What is an RCD? Why do I need one?
These are the sorts of questions I get asked all the time,
What does an RCD do?
Why do I need one?
Are they expensive?
An RCD or Residual Current Device is designed primarily for human safety, as a safety cut out to minimise the risk of injury or death from an electric shock. RCD’s work by constantly monitoring the flow of electricity through one or more circuits, and when it detects the electricity is leaking down the wrong path, making something live that shouldn't be, the RCD cuts the supply of electricity to that circuit in milliseconds.
RCD’s reduce the risk of electrical fires by protecting you against earth faults, where insulating properties of the cable have deteriorated over time allowing the earth conductor to become live. In non RCD protected fuse boards this sort of fault often goes unnoticed until its too late.
The current wiring regulations stipulate that all domestic electrical installations be protected by an RCD, preferably multiple RCD’s.

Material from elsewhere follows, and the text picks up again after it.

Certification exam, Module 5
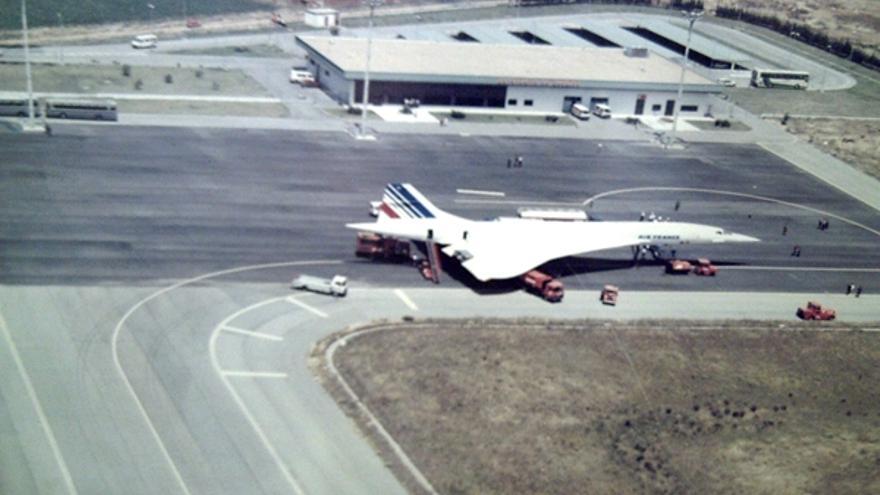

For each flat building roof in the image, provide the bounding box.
[297,36,717,91]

You should be testing your RCD’s every six months to ensure that it is functioning correctly, there should be a sticker on the front of your fuse board explaining how. All RCD’s have a test button on them, simply press this button and the RCD will trip – then reset it and your done. If it doesn't trip when you press the test button you should seek professional advice from your local electrician as these are one of the most important safety features in your home.
There is no set price for providing RCD protection as each property is very different, it may be a case of upgrading an existing fuse board or it might require a full board replacement. You should ring your local electrician for a free quotation and advice.
Please remember that just because the electrics in your home appear work this does not automatically mean they are safe, your electrics should be tested periodically, this will highlight any developing faults and help to keep you, your home and your family safe.